Rachael Stickland, Colorado co-chair of the Parent Coalition said: “We’re pleased to see some of our recommendations reflected in this draft, including enhanced transparency and some limitations on re-disclosures. This bill allows parents to delete personal information from the data collected from their children, but it doesn’t require that parents be informed by either the vendor or the school that this data is being disclosed, collected and data-mined, so how would parents know to ask to delete it? It also allows vendors to data-mine personal information to improve their products or create profiles that could severely limit student’s success by stereotyping them and limiting their opportunities.”
Other remaining weaknesses of the bill:
- There are NO specific security protections outlined in the bill, only that procedures should be “reasonable.” We believe that any vendor collecting and using sensitive student personal information should be required to employ data encryption, undergo regular security audits, and other important measures to protect against damaging breaches.
- Vendors would not have to inform parents or even school officials of data breaches unless they deem this “appropriate” without defining when that would be required, and there are no specific amounts required for fines.

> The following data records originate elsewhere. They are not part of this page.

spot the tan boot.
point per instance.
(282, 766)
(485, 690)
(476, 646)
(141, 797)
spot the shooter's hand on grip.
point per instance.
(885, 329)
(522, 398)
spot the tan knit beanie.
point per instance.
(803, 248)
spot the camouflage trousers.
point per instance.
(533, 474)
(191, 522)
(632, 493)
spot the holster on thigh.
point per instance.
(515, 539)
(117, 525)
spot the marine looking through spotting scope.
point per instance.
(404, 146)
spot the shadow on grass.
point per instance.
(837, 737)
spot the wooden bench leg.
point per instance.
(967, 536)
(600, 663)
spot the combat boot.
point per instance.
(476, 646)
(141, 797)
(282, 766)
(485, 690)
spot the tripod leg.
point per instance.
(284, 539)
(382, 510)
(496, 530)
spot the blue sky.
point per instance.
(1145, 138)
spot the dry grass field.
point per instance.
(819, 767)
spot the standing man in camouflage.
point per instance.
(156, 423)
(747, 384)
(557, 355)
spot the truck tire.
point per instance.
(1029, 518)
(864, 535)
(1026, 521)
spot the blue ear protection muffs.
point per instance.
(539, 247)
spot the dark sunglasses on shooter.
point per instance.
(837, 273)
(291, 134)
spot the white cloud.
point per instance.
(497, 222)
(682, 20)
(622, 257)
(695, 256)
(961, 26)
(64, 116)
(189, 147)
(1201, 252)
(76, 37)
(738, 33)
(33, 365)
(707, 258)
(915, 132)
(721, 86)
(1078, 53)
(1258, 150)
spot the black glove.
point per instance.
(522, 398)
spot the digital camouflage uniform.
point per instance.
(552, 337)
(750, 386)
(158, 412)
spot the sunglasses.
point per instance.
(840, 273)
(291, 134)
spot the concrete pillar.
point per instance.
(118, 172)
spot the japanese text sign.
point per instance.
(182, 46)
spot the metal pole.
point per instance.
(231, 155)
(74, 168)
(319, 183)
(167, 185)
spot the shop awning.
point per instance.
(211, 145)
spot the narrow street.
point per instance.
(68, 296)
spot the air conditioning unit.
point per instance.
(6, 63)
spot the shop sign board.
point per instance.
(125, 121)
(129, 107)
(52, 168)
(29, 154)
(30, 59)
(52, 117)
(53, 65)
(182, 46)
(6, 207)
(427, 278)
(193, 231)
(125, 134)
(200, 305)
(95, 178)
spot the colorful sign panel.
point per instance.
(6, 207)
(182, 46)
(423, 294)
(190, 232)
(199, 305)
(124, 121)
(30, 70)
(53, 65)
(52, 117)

- Vendors could transfer the personal student data to another company if there is a merger or acquisition.
- Vendors would be able to re-disclose students’ personal information to an unlimited number of unspecified service providers, without the knowledge or consent of schools or parents
- Vendors would be allowed to disclose de-identified and aggregate data, while using “reasonable” methods to ensure that the data could not be re-identified. This again is inadequate protection, given how easy it has become to re-identify personal information with current methods and widely available data sets.
- The bill’s protections would not apply to children in preschool and “K-12 Purposes” is only vaguely defined.
- Vendors could use student information for many commercial purposes including “maintaining, developing, supporting, improving, or diagnosing the operator’s school service.”
Rachael Stickland concludes: “This bill is clearly a step in the right direction but it needs to be further improved if it is going to protect our children from commercial exploitation and devastating breaches. Our children’s privacy and safety is invaluable and should not be put at risk by being handed off carelessly for profit or for gain.”